Western Hognose Snake (Heterodon nasicus)
  Nonpoisonous

Description: Nose upturned, dull olive to pale brown with 29-52 dark patterns on back, similar to the Prairie Rattlesnake. Belly with large black areas that may be intermixed with some white and yellow. Underside of tail is dark, similar to belly.

Habitat: Dry prairie grasslands on sandy soils.

Size: Typical adult length: 41-64 cm (16-25 in) Maximum: 39 inches (Collins & Collins 1993).

Diet: Toads, lizards, amphibians, small mammals, and reptile eggs.

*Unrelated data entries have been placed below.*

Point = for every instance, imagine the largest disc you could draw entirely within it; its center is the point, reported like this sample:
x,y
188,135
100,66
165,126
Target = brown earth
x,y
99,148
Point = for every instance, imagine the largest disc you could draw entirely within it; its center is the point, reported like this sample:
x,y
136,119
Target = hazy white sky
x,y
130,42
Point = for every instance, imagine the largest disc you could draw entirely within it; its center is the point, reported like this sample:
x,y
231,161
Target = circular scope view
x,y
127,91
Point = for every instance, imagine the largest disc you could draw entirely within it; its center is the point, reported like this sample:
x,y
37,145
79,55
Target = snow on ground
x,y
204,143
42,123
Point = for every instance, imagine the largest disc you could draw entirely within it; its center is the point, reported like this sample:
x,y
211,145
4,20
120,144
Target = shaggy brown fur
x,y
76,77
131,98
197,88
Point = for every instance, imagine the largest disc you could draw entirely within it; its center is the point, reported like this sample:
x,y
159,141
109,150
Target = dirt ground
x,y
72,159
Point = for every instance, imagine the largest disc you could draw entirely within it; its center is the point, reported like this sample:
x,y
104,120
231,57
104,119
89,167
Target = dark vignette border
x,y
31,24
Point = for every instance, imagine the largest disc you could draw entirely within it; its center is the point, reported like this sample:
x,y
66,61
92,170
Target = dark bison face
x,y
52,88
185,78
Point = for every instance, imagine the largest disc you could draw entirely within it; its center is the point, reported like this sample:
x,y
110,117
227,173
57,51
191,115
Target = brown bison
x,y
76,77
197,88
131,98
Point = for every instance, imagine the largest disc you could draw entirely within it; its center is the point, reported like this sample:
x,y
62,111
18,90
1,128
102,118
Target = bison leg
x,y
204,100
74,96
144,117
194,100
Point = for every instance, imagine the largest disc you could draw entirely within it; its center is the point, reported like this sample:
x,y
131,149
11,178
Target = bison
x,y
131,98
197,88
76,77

Natural History: Hognose snakes often frighten attackers by mimicking the behaviors of rattlesnakes. When pressed they will often roll over and play dead, or will hide their head under body coils. The belly of the hognose is heavily marked with black. Scientists have guessed that exposing this dark belly when playing dead makes the snake look as if it is not only dead but also decomposed.

Mimicking rattlesnakes and playing dead puts the hognose among nature's better actors, but there are limits to its acting abilities. If a hognose is playing dead by turning belly up and you flip the snake right side up again, it will immediately flip belly up again. Evidently they don't know that dead snakes can't turn over. These interesting behaviors occur in both Eastern and Western Hognose snakes but are more common in the Eastern Hognose.

The odd, upturned nose is used for digging. These snakes dig through sandy soils following scent trails to foods such as toads and turtle eggs. Another adaptation for eating toads are enlarged teeth at the rear of upper jaw. A toad under attack can inflate its body with air to avoid being eaten. The hognose's enlarged teeth can puncture and deflate the toad so it can be swallowed easily.

Similar species:

  1. Upturned nose separates this snake from all others except Eastern Hognose Snake. In Eastern Hognose Snake the tail underside is light (lighter than belly) but in the Western Hognose, the underside of the tail is dark (similar to belly).